On a moment's reflection, I realize I've done them no good. I've succeeded only in pushing them deeper into their undeserved self-loathing, which the ceremonial scourgings and sacrificial rituals of the liberal religion of victimology (e.g., sorting the trash for recycling, marching in a protest, riding the bus, etc.) will not long relieve.

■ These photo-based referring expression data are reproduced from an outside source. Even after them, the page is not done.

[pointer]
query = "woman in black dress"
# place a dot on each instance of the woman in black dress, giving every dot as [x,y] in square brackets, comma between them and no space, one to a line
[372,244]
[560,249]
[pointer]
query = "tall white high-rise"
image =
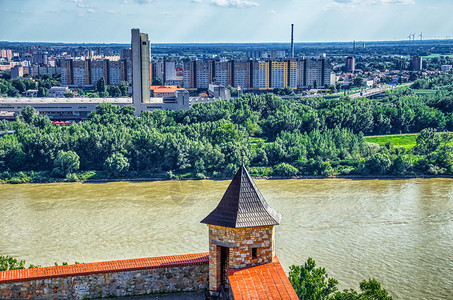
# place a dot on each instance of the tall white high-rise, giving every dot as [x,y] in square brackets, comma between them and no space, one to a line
[140,49]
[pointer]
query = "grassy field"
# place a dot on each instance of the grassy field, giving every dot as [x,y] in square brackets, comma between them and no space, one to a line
[397,140]
[400,140]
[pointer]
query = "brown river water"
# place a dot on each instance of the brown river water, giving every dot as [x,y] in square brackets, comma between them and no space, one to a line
[397,231]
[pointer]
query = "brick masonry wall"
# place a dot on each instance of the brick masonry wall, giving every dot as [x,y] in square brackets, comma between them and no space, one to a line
[189,278]
[240,242]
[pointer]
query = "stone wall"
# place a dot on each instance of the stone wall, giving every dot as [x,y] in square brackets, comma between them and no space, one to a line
[184,277]
[241,242]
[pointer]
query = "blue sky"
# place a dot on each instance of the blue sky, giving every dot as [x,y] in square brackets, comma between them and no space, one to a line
[192,21]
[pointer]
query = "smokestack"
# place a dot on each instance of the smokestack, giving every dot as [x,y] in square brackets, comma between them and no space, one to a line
[292,40]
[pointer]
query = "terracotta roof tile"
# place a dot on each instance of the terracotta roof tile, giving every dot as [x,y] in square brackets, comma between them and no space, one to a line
[105,267]
[267,281]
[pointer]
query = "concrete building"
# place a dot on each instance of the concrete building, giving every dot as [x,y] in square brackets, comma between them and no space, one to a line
[17,72]
[126,54]
[258,74]
[169,71]
[417,63]
[6,53]
[446,68]
[58,91]
[39,58]
[219,91]
[140,67]
[240,74]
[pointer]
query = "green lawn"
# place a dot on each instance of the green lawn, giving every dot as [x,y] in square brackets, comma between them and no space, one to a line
[400,140]
[397,140]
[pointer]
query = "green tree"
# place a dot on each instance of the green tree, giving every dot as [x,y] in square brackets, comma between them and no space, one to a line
[284,169]
[378,163]
[427,141]
[27,114]
[370,290]
[67,162]
[116,164]
[310,282]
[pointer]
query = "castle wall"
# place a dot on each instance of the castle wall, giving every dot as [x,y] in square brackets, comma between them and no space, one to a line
[185,276]
[240,242]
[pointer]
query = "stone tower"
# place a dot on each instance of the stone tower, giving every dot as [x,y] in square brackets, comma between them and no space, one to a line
[241,230]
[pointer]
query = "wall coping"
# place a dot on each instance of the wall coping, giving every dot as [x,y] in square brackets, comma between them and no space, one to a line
[104,267]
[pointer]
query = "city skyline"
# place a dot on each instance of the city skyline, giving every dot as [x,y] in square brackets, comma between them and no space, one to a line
[198,21]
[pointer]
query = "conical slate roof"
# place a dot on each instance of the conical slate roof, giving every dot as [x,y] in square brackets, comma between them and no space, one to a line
[242,205]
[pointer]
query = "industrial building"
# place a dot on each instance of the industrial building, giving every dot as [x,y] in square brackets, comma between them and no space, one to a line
[79,108]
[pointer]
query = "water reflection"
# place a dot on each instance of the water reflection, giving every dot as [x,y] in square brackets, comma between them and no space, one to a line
[398,231]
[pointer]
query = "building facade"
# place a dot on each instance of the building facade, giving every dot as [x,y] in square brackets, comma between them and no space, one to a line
[140,66]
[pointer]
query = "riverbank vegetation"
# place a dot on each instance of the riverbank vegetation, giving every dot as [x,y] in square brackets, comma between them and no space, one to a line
[296,137]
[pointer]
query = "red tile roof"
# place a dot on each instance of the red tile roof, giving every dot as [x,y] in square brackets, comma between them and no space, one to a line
[267,281]
[105,267]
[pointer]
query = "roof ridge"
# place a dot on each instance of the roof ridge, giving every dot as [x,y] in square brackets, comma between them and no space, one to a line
[243,205]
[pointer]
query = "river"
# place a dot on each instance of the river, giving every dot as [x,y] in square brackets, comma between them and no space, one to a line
[397,231]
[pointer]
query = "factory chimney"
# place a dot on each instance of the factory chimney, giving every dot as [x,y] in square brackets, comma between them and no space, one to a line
[292,40]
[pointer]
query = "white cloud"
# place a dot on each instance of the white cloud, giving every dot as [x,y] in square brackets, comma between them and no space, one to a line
[143,1]
[235,3]
[364,3]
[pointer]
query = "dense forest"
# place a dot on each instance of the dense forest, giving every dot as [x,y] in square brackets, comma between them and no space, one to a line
[308,136]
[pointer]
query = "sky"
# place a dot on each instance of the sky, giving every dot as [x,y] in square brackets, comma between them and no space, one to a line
[232,21]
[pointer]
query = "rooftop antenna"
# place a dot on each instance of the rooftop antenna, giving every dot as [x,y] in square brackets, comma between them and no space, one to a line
[292,40]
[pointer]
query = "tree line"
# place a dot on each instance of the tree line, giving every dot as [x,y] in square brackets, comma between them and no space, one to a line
[308,136]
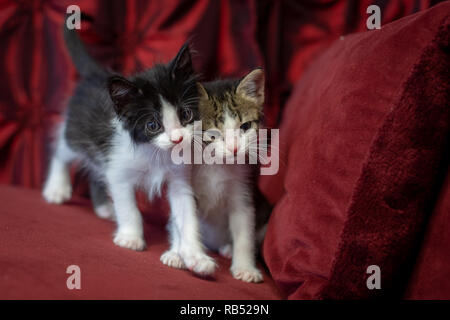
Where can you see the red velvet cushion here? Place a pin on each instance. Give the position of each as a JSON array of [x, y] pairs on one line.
[[39, 241], [362, 140]]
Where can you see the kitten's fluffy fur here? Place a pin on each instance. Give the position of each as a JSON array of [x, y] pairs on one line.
[[122, 131], [224, 191]]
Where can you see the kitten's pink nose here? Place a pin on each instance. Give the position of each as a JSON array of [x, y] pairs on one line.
[[177, 141]]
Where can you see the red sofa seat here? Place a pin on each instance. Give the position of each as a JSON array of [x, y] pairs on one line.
[[39, 241]]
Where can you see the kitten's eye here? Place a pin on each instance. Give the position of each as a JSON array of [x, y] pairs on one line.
[[186, 115], [211, 135], [245, 126], [153, 126]]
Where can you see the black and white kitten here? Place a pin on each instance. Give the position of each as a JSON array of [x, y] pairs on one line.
[[122, 130]]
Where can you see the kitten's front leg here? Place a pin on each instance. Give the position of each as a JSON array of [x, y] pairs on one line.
[[242, 228], [186, 241], [130, 233]]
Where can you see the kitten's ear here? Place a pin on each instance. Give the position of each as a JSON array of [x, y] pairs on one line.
[[181, 65], [202, 91], [251, 86], [121, 91]]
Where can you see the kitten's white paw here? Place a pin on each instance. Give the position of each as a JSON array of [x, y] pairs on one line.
[[247, 274], [129, 241], [57, 191], [105, 211], [172, 259], [226, 251], [199, 263]]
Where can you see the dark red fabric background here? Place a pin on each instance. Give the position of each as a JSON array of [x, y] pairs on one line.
[[230, 37]]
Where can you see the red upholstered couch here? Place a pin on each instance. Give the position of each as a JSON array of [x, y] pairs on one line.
[[364, 139]]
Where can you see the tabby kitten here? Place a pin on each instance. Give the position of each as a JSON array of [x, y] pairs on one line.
[[231, 112], [123, 130]]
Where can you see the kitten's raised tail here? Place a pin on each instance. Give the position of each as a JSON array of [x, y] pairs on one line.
[[84, 63]]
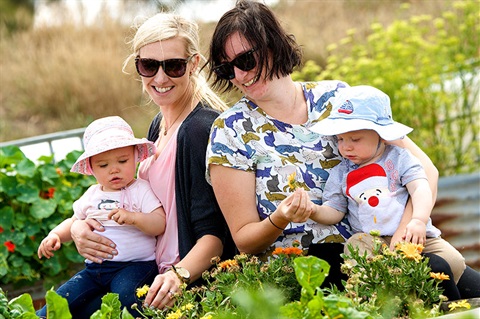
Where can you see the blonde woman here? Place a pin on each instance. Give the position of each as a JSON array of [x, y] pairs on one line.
[[166, 53]]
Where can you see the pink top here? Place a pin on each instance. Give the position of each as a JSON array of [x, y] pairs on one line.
[[160, 173]]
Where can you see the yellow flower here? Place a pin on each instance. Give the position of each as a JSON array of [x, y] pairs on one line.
[[439, 276], [188, 306], [142, 291], [228, 264], [175, 315], [459, 304], [375, 232], [410, 251], [292, 183]]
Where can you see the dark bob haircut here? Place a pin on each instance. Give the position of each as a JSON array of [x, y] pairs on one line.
[[259, 26]]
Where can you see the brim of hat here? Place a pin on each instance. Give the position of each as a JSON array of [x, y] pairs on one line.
[[144, 149], [389, 132]]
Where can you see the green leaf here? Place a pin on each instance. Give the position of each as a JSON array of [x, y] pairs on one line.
[[26, 168], [311, 272], [57, 306], [8, 185], [110, 307], [23, 303], [43, 208], [10, 154], [28, 193], [6, 217]]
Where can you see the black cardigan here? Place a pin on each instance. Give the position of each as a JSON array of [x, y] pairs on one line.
[[198, 212]]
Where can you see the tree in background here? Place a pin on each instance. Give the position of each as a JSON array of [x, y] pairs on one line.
[[429, 68]]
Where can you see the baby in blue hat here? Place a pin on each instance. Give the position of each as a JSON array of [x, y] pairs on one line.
[[375, 179]]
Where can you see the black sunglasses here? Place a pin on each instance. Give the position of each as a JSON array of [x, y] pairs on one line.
[[174, 68], [245, 62]]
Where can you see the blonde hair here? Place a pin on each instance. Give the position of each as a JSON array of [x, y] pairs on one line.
[[164, 26]]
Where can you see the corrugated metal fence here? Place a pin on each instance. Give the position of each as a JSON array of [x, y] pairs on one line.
[[456, 212]]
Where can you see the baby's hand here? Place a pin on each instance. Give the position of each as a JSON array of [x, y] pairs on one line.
[[48, 245], [416, 232], [122, 216]]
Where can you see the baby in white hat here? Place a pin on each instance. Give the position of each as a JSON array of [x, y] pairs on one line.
[[131, 215], [375, 179]]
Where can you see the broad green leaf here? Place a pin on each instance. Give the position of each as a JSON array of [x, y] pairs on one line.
[[43, 208], [57, 306], [26, 168], [23, 303], [6, 217], [311, 272], [28, 193]]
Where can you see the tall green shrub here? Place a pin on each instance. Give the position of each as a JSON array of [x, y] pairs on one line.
[[429, 68], [34, 198]]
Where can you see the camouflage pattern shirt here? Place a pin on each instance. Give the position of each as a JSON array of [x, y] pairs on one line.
[[246, 138]]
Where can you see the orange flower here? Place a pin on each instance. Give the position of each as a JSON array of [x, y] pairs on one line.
[[439, 276], [228, 264], [410, 251], [10, 246], [287, 251]]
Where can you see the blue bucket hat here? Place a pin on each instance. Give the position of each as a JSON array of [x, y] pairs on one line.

Their lattes sit there practically untouched, they have clammed up entirely, and I am beginning to feel guilty about making them feel guilty. This is not turning out to be the relaxing evening we had all hoped for. My wife is glaring at me. I want to make amends. “Look” I say to them (and I really do mean it), “you are a good and kind person. One of the best I know. Otherwise, I wouldn't be your friend. We are all doing the best we can. I honestly don’t think you oppress anyone and neither do I, at least not on purpose, so let’s forget this social politics bullshit. It's hard to know how to change the world; even if we could, it's hard to know what's the best way to go about it. No matter what you try to do, these things can get so screwed up. You treat me fair, better than I deserve considering how obnoxious I can be sometimes, so I know you try to be fair to everyone. And you are a great husband, wife, mother, father, teacher, friend, etc. It's not wrong at all to put most of your energy into those things. That's how the world gets changed for the better. Geez, with all this yacking, we've let our coffee get stone cold. I'm gonna go get us some fresh ones. Whadya want in yours?”